Burny Vine is a tall climber, usually high in trees; the young stems are hirsute, becoming glabrous as they age. The leaves are trifoliate, the leaflets ovate to lanceolate, 7.5  – 16 cm long, 2 – 9 cm wide, the margins entire, glabrous.

The inflorescence is an umbel on a peduncle to 12 cm long, with the flowers pea-shaped to 7 cm long, the petals a pale green.

The flattened black pod is up to 15 cm long and 5 cm wide, winged, with irritant hairs present. There are 2 – 6 (usually 3) seeds per pod, about 2 cm in diameter.

The vine grows in coastal forests of northern NSW, Queensland and the Northern Territory. Sir Joseph Banks collected it near present-day Cooktown while the Endeavour was being repaired there in 1770. On Magnetic Island, I have seen it growing on the banks of Gustav Creek and by the track leading off from the far end of Mandalay Avenue in Nelly Bay, and in the scrub around the lagoon in Horseshoe Bay.
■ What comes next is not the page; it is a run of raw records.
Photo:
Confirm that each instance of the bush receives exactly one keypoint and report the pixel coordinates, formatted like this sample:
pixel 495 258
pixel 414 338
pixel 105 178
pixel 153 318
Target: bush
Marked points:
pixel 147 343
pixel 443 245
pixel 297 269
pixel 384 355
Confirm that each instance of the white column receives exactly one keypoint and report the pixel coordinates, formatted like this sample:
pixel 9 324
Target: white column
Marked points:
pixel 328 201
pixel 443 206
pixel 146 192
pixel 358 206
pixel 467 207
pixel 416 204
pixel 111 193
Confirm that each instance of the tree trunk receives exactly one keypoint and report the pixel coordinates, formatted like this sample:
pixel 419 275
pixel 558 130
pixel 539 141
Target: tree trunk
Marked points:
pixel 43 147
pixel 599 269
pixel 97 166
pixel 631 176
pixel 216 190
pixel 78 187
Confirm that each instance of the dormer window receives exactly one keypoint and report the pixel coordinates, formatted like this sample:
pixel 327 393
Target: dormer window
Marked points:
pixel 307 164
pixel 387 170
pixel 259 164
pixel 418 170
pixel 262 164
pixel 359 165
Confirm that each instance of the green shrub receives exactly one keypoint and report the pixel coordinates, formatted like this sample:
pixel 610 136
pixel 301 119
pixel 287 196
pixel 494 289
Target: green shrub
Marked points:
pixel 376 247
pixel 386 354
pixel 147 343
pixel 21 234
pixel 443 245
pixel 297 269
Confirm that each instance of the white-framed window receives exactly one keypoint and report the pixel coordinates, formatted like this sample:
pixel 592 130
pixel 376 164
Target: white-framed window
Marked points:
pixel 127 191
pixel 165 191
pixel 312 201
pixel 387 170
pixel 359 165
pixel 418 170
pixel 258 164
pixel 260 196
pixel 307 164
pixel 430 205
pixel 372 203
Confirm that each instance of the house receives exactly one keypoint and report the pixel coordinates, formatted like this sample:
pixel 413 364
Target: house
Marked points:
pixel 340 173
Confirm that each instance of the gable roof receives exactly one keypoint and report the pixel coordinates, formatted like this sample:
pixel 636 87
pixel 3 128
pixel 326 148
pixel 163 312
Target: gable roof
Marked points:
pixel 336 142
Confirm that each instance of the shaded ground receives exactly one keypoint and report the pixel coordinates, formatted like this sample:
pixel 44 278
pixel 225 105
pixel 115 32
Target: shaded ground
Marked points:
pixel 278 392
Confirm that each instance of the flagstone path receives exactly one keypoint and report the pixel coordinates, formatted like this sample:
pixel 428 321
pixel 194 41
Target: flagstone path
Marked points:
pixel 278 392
The flowers are fertilized by nocturnal bats. The clusters of blossoms hang down from the forest canopy where the bats can easily access them. The bats brush against the flowers as they sip the sweet nectar, and shift pollen from one plant to another.

After pollination and the development of the seed pods, the seeds fall from the plant. The seeds have a hard, woody seed coat that makes them impervious to water, and also contain internal air cavities that enable them to float. They are washed down gullies and creeks and thence into rivers that eventually flow into either the Atlantic or the Pacific Ocean. They drift for months (or even years) in the sea, eventually washing ashore on a distant coast. They are often collected by natives and polished to be used in making necklaces and bracelets.

You will notice in the photographs that the base of the inflorescence, in particular, is much loved by our green ants. They are probably harvesting tiny scale insects from the surface of the plant.

The seeds themselves appear to be immune to seed predators, which, besides being deterred from the stinging hairs on the seed pods, probably dislike the bitter, potentially toxic amino acid, L-dopa, that the seeds contain.

Butterfly larvae that feed on the leaves include the Common Aeroplane Phaedyma shepherdi and the Green Awl Hasora discolor.